The endocannabinoid system (ECS) plays critical roles in regulating diverse biological processes, ranging from pain sensitivity to immune function. Despite its widespread acclaim and proven medical relevance, everything we know about this physiological system was discovered fairly recently.
It all began with simple questions about an ancient medicinal plant. Cannabis sativa is an herbaceous flowering spceies indigenous to eastern Asia, with records of therapeutic and recreational use dating back more than 45 centuries.
A brief history
While the clinical effects of cannabis on basic body functions were well known, the chemical constituent responsible for its actions remained a mystery until 1964, when Israeli chemist Raphael Mechoulam identified and isolated delta-9 tetrahydrocannabinol (THC).

Further exploration of how THC and other phytocannnabionids worked were hindered by the limited technologies available to molecular biologists and chemists at the time. It wasn’t until 1988 when THC was found to bind to a receptor, known as CB1, which is abundantly expressed in the brains of vertebrates, particularly in regions responsible for cognition, emotions, appetite, and motor coordination.
While THC’s affinity for central CB1 receptors explained its psychotropic and euphoriant effects, it could not explain the many peripheral actions of the drug. In 1993, researchers discovered a second cannabinoid receptor subtype known as CB2, which was later detected in cells of the immune system, gut and other peripheral tissues.
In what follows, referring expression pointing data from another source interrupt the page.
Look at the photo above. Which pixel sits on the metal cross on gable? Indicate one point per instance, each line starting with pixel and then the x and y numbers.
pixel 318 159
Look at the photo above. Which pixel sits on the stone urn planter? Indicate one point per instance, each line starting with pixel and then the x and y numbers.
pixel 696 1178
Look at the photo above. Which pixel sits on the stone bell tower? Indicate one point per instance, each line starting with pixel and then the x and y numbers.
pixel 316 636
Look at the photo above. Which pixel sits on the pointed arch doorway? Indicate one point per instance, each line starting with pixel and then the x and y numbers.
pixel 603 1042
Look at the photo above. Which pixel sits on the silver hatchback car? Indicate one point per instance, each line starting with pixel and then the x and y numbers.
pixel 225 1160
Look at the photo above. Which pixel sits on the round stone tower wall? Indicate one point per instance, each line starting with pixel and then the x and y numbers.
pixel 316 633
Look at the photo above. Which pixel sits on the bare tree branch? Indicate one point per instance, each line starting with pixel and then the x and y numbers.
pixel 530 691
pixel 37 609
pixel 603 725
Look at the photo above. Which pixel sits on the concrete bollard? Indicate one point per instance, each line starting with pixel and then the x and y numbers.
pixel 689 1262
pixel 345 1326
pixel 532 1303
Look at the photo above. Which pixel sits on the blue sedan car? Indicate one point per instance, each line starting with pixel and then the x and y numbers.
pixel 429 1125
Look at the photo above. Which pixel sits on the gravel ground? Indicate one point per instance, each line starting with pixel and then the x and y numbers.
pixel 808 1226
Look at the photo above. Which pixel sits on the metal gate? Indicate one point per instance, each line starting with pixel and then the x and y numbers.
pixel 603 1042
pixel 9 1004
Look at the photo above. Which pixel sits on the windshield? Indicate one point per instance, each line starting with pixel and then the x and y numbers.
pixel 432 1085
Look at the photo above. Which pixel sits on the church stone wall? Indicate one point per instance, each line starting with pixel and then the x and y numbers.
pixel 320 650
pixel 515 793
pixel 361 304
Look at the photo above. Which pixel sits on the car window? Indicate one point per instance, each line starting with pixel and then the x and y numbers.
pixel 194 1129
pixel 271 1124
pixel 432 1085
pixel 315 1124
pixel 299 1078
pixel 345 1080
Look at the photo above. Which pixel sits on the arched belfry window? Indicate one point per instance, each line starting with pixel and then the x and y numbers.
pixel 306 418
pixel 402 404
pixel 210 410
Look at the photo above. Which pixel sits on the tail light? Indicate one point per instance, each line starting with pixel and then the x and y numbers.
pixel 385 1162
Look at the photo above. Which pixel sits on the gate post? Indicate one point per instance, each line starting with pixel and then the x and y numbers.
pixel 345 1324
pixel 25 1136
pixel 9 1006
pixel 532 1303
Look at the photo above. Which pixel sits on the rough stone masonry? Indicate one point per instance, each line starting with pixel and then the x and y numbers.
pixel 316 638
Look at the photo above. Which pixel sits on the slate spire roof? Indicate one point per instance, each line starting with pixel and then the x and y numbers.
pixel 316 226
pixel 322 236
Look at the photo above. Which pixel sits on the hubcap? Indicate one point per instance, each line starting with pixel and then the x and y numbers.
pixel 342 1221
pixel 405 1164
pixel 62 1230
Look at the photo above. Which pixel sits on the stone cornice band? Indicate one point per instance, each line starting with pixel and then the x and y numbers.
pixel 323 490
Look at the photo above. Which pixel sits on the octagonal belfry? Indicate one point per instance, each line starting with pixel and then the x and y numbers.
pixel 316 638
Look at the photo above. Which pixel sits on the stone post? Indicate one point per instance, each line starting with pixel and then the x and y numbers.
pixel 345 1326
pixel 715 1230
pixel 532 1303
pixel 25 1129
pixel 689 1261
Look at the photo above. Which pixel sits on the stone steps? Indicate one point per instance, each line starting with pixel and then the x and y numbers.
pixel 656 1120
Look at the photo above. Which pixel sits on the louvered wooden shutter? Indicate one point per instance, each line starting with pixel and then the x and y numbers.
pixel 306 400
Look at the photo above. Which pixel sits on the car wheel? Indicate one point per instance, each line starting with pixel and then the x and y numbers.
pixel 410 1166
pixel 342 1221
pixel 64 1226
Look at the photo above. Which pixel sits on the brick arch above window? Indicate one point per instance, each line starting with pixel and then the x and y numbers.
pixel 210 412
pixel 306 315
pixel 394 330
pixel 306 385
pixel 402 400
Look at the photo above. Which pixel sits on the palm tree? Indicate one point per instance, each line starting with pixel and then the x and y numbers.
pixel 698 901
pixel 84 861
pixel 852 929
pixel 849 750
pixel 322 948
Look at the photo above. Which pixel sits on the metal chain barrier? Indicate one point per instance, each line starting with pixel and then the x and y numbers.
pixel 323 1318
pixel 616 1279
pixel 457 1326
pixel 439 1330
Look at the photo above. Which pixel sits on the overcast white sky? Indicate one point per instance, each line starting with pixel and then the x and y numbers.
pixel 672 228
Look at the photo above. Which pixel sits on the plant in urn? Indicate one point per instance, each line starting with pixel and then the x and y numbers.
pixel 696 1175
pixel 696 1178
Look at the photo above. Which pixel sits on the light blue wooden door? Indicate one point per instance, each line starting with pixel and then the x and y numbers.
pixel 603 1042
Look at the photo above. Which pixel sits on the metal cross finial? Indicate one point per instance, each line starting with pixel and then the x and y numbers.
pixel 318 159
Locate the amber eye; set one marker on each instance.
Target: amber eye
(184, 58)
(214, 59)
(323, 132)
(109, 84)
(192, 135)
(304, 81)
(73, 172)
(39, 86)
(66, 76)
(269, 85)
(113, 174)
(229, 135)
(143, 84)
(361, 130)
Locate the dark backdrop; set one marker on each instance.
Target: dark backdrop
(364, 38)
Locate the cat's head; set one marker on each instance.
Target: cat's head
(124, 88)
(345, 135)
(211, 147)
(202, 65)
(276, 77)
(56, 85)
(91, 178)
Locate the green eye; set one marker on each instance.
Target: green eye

Homeostasis: The elusive raison d’être
As scientists were solving these old mysteries about the molecular pharmacology of cannabis, a new and bigger question was emerging: What physiological purpose do these receptors serve? Nature wouldn’t conserve them unless they performed a natural physiological function. Scientists began searching for endogenous ligands, which soon culminated in the discovery of two endocannabiniods: anandamide (AEA) and 2-arachidonoylglycerol (2-AG) in the mid 1990s.
The purpose of the ECS is to aid in supporting homeostasis throughout the body. In doing so, it ensures that cells communicate effectively but not excessively, and steps in when things get out of balance.
The ECS is comprised of 3 components:
Endocannabinoids, which are derived from membrane lipids. Anandamide and 2-arachidonoylglycerol are the important examples.
Receptors, which include, but are not limited to, CB1 and CB2. Both are expressed diffusely, but CB1 predominates in the CNS.
Enzymes that control the synthesis and degradation of endocannabinoids. The ECS is largely under enzymatic control and the levels of anandamide and 2-AG present at any given time are determined by the balance of enzyme-mediated synthesis and degradation.
How it works
The ECS keeps excessive signaling at bay by inhibiting further release of the inciting stimulus. For example, in the immune system, it inhibits the release of pro inflammatory cytokines. In the CNS, it inhibits certain types of neurotransmission. When excitatory neurotransmitters activate their receptors on the postsynaptic neuron, the resulting depolarization triggers the synthesis of anandamide, which travels in a retrograde pattern to the presynaptic cell. It then binds to the CB1 receptor, G-protein-coupled receptor that increases intracellular ion concentrations to inhibit further degranulation of the excitatory substance.

The definition of the ECS remains vague
It is important to recognize that endocannabinoids interact with many other molecular targets beyond CB1 and CB2. For example, anandamide binds, activates and desensitizes an ion channel on certain neurons known as TRPV1 (transient potential vanilloid type 1, formerly known as the vanilloid receptor type 1) to reduce the perception of pain. Endocannabinoids also modulate other types of receptors that have nothing to do with pain, anxiety, sleep or other commonly presumed indications for cannabinoids.
While the ECS is a highly attractive therapeutic target for a variety of conditions, its diverse receptor and enzyme constituents appropriately preclude designating something strictly as an ECS modulator. ECS modulating drugs are likely to belong to other drug classes (e.g. corticosteroids, SSRIs, PPAR agonists) or lifestyle interventions (e.g. exercise, meditation) with proven actions against more relevant, non ECS effectors. Any newly recognized substance that allegedly works by modulating the ECS, or acclaimed in similar parlance, will present its own unique clinical indications and therapeutic profile.
With a healthy dose of skepticism, treat all emerging ECS modulators differently, with careful consideration of supporting data and evaluation of specific clinical indications.